魔女ではないのに狩られてしまった女性も、魔女というだけで狩られてしまった女性も‥‥。どうして死を強制されなくてはいけなかったんだろう。
‥‥でも確かに、人間の常識を覆してしまうような力なんて畏怖の対象でしかないのかもしれない‥。

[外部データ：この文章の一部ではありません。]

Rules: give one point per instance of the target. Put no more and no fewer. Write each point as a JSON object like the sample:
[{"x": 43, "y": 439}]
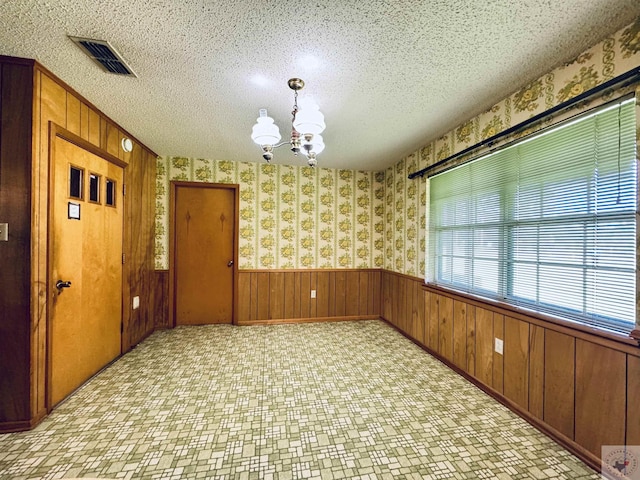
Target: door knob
[{"x": 60, "y": 285}]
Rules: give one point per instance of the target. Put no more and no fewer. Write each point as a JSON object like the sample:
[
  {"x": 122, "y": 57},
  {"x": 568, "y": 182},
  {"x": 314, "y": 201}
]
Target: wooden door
[
  {"x": 203, "y": 253},
  {"x": 85, "y": 245}
]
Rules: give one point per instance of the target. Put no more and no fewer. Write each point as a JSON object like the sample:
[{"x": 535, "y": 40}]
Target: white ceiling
[{"x": 388, "y": 75}]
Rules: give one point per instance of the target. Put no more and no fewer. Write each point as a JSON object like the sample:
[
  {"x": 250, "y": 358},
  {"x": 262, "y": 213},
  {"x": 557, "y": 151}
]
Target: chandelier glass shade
[{"x": 307, "y": 124}]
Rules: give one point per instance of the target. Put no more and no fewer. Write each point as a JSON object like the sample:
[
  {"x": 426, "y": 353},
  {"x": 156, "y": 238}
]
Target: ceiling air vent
[{"x": 104, "y": 55}]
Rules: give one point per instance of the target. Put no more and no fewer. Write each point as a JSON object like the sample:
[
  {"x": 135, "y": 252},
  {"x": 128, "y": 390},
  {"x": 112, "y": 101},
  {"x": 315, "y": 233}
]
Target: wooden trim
[
  {"x": 173, "y": 185},
  {"x": 39, "y": 67},
  {"x": 17, "y": 60},
  {"x": 583, "y": 454},
  {"x": 57, "y": 131},
  {"x": 22, "y": 425},
  {"x": 591, "y": 334},
  {"x": 303, "y": 270},
  {"x": 282, "y": 321}
]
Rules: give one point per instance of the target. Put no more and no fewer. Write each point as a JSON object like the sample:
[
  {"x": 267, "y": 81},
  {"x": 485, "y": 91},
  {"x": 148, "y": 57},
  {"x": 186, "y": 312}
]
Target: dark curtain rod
[{"x": 630, "y": 77}]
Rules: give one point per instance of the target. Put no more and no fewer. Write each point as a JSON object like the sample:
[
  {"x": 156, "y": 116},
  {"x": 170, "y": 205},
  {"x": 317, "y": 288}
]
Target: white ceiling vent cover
[{"x": 104, "y": 55}]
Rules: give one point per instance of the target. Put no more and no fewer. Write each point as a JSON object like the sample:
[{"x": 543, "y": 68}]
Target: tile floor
[{"x": 332, "y": 400}]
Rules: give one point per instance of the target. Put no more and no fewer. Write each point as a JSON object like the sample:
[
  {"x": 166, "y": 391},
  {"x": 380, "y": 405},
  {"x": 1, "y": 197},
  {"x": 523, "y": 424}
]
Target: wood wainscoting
[
  {"x": 581, "y": 388},
  {"x": 284, "y": 296}
]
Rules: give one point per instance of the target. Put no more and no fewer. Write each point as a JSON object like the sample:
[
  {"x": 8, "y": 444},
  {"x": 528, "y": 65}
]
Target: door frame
[
  {"x": 173, "y": 186},
  {"x": 56, "y": 131}
]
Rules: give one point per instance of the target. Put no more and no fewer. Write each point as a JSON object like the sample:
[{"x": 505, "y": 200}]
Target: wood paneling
[
  {"x": 536, "y": 371},
  {"x": 601, "y": 382},
  {"x": 559, "y": 382},
  {"x": 161, "y": 299},
  {"x": 31, "y": 99},
  {"x": 445, "y": 339},
  {"x": 484, "y": 346},
  {"x": 471, "y": 340},
  {"x": 434, "y": 321},
  {"x": 633, "y": 400},
  {"x": 498, "y": 360},
  {"x": 278, "y": 295},
  {"x": 516, "y": 361},
  {"x": 276, "y": 299},
  {"x": 542, "y": 375},
  {"x": 460, "y": 334},
  {"x": 16, "y": 99}
]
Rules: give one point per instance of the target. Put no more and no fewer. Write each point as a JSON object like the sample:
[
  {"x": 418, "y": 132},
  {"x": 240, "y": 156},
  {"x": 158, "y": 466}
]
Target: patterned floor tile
[{"x": 315, "y": 401}]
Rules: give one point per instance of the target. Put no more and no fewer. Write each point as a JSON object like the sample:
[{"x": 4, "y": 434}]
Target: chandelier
[{"x": 306, "y": 126}]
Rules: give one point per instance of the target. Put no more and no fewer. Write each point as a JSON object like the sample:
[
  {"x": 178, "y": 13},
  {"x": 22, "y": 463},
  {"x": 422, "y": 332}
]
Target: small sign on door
[{"x": 74, "y": 211}]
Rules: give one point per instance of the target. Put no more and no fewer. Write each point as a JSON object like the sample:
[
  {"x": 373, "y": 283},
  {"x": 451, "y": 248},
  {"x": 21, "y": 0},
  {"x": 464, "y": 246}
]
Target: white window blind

現に私は1日をやり直して自分にとって都合の良い時間を送っていた。それは私以外の人にとっては不都合な時間だった場合だってある。
‥‥何もしてないのに、なんて嘘ね‥。人智を超える力を自分の為だけに使っていたことには変わりないんだ。この力は、人々から恐れられて消されてしまう対象なのね。